Oliver Stone sincerely thought he was doing us a favor by giving us all this complicated information about the history of Alexander before we ever got a look at the guy, and he thought he was demonstrating his generosity and good will toward the audience by dramatising the exposition instead of just putting some text up on the screen. But instead he shot his movie in the foot before it even got started, he drew the exposition out to painful lengths and made us more confused than ever. We don’t learn anything from Stone’s prologue, our minds check out after the first minute and by the tenth minute we’ve forgotten why we came to see the movie. Spielberg knew that none of that matters — cinema is about the here and now, the simple physical predicament of the protagonist.
points out in the comments that Alexander and Saving Private Ryan describe two different historical scenarios, one of which the audience might be expected to be familiar with, the other not so much. I will go further: the two movies belong to two different genres — Alexander is a biographical drama and Saving Private Ryan is a war movie — and so perhaps should not be judged side by side. Fair enough, let’s compare an apple to an apple.
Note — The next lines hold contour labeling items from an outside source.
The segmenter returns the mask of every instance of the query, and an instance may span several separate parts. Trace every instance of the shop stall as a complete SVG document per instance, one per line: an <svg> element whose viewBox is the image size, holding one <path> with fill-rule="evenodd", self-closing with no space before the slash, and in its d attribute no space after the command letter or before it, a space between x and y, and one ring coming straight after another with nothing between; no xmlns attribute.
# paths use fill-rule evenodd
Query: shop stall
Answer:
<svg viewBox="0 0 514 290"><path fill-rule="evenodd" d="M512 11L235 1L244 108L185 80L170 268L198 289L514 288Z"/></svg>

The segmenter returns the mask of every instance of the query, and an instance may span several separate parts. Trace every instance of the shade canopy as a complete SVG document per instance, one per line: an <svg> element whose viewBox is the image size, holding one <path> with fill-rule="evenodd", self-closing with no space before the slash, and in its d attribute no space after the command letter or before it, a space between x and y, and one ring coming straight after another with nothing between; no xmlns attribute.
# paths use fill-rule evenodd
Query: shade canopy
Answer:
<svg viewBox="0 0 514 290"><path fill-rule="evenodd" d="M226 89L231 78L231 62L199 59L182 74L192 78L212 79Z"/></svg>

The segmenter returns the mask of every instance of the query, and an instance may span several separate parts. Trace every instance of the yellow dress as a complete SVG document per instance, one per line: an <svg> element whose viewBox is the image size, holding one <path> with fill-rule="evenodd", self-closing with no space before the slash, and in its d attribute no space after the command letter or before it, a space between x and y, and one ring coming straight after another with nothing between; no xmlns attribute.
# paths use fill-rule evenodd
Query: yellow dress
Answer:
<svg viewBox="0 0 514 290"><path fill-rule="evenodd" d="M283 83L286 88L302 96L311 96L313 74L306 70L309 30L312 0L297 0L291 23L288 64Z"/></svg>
Alexander begins with its elaborate history lesson and Schindler’s List begins with its protagonist getting dressed for a night on the town — again, little historical context (we know only that Jews are being concentrated into cities), no scroll of text, no narrator telling us who these people are, just the immediate physical concerns of the protagonist — he’s getting dressed up for a night on the town — we never even see his face! — and his ensemble is complete when he places his Nazi pin on his lapel. The sequence that follows — Schindler impressing the local Nazi officers at the nightclub — lays out the information we need to know about Schindler and nothing else. The result is that for the first 20 minutes of Schindler we lean forward, wanting to know more about the protagonist and what he’s after, whereas the first 20 minutes of Alexander make us lean back, wanting to get out of this classroom.